Cretins, we\’re surrounded by cretins.
There’s really only two problems with this idea.
1) It would not be the banks, not even the bankers, paying the RHT. There really is something called tax incidence, no, really, and it will be all consumers of financial prodcts that pay the tax. That’s us, the citizenry then.
Heck, one of the UK’s few Nobel Laureates, Sir James Mirrlees, has pointed out that trasnaction taxes are to be avoided anyway as they cascade through the economy.
2) Such transaction taxes will increase volatility, not decrease it. Sorry, but this is also true. Speculation, all those derivatives, they dampen price volatility, not increase it. Yes, I have read your reports and they’re all bollocks, you don’t know what you’re talking about.

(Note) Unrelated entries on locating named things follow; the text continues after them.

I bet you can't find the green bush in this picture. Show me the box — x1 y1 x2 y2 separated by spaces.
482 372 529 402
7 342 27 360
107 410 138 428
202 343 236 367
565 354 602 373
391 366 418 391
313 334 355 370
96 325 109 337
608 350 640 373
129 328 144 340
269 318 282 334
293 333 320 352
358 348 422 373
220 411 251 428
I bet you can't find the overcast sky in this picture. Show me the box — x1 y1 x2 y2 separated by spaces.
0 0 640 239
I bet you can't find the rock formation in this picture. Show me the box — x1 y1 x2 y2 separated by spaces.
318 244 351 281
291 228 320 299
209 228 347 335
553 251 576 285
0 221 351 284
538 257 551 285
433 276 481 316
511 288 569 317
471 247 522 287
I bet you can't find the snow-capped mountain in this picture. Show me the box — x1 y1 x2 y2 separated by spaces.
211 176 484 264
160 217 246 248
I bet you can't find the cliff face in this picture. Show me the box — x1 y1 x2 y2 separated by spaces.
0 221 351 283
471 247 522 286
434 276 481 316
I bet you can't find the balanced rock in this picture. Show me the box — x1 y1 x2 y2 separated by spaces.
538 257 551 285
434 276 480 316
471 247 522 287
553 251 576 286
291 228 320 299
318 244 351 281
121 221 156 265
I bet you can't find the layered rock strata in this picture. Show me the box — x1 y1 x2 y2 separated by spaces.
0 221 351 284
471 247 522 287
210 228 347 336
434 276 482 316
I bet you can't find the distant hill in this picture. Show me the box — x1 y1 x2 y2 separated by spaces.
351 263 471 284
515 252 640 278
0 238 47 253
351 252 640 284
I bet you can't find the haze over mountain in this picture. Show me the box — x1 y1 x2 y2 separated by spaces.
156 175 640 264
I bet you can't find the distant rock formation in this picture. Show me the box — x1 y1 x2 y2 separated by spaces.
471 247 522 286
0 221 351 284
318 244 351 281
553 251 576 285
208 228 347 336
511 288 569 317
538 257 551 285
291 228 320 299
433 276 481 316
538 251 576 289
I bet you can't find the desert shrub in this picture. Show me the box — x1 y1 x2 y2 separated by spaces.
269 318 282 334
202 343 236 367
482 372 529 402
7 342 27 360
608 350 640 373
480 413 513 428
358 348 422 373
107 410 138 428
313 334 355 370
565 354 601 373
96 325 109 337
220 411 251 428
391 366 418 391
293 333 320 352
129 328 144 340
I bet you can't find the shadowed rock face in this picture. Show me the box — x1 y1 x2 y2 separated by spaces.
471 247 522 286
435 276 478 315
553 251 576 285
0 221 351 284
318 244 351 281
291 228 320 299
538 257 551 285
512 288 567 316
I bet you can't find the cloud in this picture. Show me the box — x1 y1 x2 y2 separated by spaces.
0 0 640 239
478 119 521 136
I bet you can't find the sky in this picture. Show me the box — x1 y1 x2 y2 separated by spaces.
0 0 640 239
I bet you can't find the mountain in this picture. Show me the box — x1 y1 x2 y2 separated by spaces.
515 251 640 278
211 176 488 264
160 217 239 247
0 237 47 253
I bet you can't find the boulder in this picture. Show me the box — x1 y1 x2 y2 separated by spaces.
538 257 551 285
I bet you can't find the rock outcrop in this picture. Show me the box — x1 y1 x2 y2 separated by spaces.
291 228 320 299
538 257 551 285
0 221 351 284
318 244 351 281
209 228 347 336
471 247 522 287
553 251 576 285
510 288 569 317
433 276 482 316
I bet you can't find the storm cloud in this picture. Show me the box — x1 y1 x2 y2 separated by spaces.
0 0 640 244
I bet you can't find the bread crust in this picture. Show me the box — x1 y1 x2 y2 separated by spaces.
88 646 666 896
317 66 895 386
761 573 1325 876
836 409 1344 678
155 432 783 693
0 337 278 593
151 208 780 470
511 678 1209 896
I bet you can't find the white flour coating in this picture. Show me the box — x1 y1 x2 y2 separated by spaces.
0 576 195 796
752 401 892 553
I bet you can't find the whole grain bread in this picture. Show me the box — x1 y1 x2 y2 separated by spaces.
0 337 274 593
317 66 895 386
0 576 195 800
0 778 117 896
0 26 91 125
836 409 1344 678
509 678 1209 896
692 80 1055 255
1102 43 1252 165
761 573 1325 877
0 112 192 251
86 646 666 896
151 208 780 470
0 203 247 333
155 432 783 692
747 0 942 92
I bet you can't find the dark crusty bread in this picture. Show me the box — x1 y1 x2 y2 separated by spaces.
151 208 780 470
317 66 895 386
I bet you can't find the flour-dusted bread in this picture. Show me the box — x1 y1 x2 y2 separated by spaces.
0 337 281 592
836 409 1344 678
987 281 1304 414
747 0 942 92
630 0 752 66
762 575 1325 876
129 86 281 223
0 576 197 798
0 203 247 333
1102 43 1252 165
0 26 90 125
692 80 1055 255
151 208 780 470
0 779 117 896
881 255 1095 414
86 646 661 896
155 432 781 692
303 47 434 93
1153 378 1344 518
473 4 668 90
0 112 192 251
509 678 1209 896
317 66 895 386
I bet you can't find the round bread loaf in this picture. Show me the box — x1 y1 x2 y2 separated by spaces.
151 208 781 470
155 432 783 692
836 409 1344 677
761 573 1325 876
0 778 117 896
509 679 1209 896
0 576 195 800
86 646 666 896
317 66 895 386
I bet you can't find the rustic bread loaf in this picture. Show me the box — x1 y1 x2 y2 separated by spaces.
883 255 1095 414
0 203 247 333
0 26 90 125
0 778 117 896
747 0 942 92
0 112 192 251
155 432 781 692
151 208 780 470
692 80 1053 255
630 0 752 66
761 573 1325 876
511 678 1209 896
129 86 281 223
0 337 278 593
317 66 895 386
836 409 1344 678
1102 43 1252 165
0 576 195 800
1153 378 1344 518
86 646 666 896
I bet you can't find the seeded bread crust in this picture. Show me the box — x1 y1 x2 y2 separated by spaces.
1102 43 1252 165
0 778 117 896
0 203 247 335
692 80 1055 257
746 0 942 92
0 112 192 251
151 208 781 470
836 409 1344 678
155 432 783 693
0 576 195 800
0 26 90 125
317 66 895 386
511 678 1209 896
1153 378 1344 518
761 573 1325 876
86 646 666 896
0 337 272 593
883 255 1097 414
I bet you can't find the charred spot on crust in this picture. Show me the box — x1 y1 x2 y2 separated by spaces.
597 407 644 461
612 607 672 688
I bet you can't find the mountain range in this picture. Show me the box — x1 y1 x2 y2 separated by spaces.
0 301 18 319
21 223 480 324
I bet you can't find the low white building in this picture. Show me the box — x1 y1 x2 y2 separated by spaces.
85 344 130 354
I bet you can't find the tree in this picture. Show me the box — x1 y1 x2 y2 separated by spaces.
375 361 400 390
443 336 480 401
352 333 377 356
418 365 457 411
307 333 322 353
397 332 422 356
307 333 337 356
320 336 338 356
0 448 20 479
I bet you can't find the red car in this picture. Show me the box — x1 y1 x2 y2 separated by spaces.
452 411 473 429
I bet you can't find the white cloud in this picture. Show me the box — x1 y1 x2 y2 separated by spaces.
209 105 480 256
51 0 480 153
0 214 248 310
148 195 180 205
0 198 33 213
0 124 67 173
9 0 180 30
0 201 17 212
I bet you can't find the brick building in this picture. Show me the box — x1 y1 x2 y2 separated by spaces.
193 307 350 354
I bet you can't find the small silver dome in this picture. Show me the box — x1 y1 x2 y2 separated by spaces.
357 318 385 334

So, let’s have an RHT so that we, us, can pay more taxes and so that we can have the financial markets gyrating ever more wildly.
Doesn’t sound so good now, does it?
They is stupid. The RHT is stupid.
The best kind of tax on banks is the bank asset tax (or the bank liability tax – both sides of balance sheet add up to the same figure, more or less). It’s better than RHT, corporation tax, bank bonus tax, anything, plus we already have it, at the ludicrously low rate of 0.075% something like 1% seems a bit more like it.
Clearly, the bank levy or bank asset tax should only be applied to UK assets (or liabilities), then it’s like LVT for banks. Problem solved.
Keep up the good work Tim Worstall. I saw your post yesterday on the cretin’s website that you refer to, but they are afraid to post my opposing opinion.
The absurd Robin Hood Tax, Tobin Tax, or Financial Transaction Tax would stop most of the actual activity of the financial industry. The industry is based on making transactions. The entire economy is based on making financial transactions. Everyone’s job depends on these transactions.
Can you believe the madness? The cost of the tax on any transaction is greater than the profit. If the increased costs of the tax cannot be entirely passed on to the consumer, they will leave and seek markets to the East or go out of business.
As you know about Sweden’s experiment with a short-lived, broad-based and comprehensive transaction tax, government bonds for example had a rate of only 0.03 percent. Trading of bonds fell 85 percent the first week, bond futures trading dropped 98 percent, bond options stopped trading entirely. The Swedish government could not raise money from selling bonds. The government had predicted revenue from bonds alone would raise 1.5 billion kroner. They got just over 3 percent of that. Considering the loss of other types of tax revenue because of the tremendous drop in financial, economic activity and job losses, the actual total tax revenue from all financial instruments was negative.
Some light relief perhaps before filthy bourgeois work on Monday 😉 Sing to the tune of the old USSR anthem.
All together now!
We give ourselves to glorious leader,
He is almighty
We give our wallets and our first born,
For he is glorious leader
Down with the right they hate your soul,
They kill panda’s for fun
Hail glorious leader,
For he will kill the Bourgeois scum.